Google DeepMind Releases Gemini 2.5 Computer Use Model to Power UI-Controlled AI Agents
Google DeepMind Launches Gemini 2.5 Computer Use Model
Google DeepMind has introduced the Gemini 2.5 Computer Use model — a specialized variant of its Gemini 2.5 Pro system. This model enables AI agents to directly interact with graphical user interfaces by performing actions such as clicking, typing, scrolling, and manipulating interactive web elements.
---
Key Capabilities
Multimodal Interaction
The Computer Use model combines multimodal reasoning and visual understanding within environments like browsers and mobile apps, allowing the AI to:
- Interpret on-screen context
- Take appropriate actions in response
Benchmark Performance
Early testing demonstrates strong performance:
- Benchmarks: Online-Mind2Web, WebVoyager, AndroidWorld
- Accuracy: ~70% on Online-Mind2Web (DeepMind & Browserbase results)
- Response Times: Faster than other publicly evaluated systems
---
How It Works
The workflow is powered by the new `computer_use` tool within the Gemini API:
- Input to Model
- Screenshot of the environment
- Task description
- Record of previous actions
- Model Output
- Structured function calls (e.g., `click`, `type`, `scroll`)
- Execution Loop
- Client executes actions
- Updated screenshot sent back
- Process repeats until task completion
> While currently optimized for browsers, the model shows potential for mobile UI control and future desktop OS integration.
---
Industry Context: Beyond Interface Control
Open-source platforms such as AiToEarn demonstrate other ways interactive AI can be leveraged.
AiToEarn allows creators to:
- Generate AI-driven content
- Publish across multiple platforms simultaneously: Douyin, Kwai, WeChat, Bilibili, Rednote (Xiaohongshu), Facebook, Instagram, LinkedIn, Threads, YouTube, Pinterest, X (Twitter)
- Access analytics and model rankings
- Monetize creativity efficiently
This parallels Gemini’s intent to make automated, multimodal interaction more streamlined for real-world use.
---
Expert Perspectives
Senior Data Science Consultant Wissam Benhaddad commented:
> This solution is promising, but I do not think it’s production-ready yet.

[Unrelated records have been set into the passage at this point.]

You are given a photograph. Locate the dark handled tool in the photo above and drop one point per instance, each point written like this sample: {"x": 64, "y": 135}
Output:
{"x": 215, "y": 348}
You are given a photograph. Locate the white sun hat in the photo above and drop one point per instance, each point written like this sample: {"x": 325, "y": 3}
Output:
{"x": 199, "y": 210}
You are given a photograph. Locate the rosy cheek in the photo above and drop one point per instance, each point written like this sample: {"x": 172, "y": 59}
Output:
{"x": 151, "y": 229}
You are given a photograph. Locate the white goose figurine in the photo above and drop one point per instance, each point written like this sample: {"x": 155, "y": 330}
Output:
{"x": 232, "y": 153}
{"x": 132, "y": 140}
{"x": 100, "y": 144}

Current implementations are extremely slow and can often be replaced by standard API calls or direct app integrations. Reasoning should occur in a latent space for efficiency — capitalizing on Deep Learning strengths. I hope this product evolves in that direction.
---
Safety & Oversight
DeepMind has emphasized built-in guardrails:
- Protection against malicious prompts, unsafe actions, and scams
- Per-step safety service evaluates each action before execution
- Option to require user confirmation for sensitive tasks (e.g., purchases, system-level changes)
The system card details these safety protocols, advising thorough pre-deployment testing.
---
Availability
The Gemini 2.5 Computer Use model is available in preview via:
- Gemini API in Google AI Studio
- Vertex AI
---
Summary
For developers exploring:
- Intelligent agents
- Automation across multiple platforms
- Interactive AI in production environments
Tools like Gemini 2.5 Computer Use combined with open-source ecosystems like AiToEarn官网 can help bridge the gap between concept and scaled real-world deployment — merging powerful interface control with monetizable creative workflows.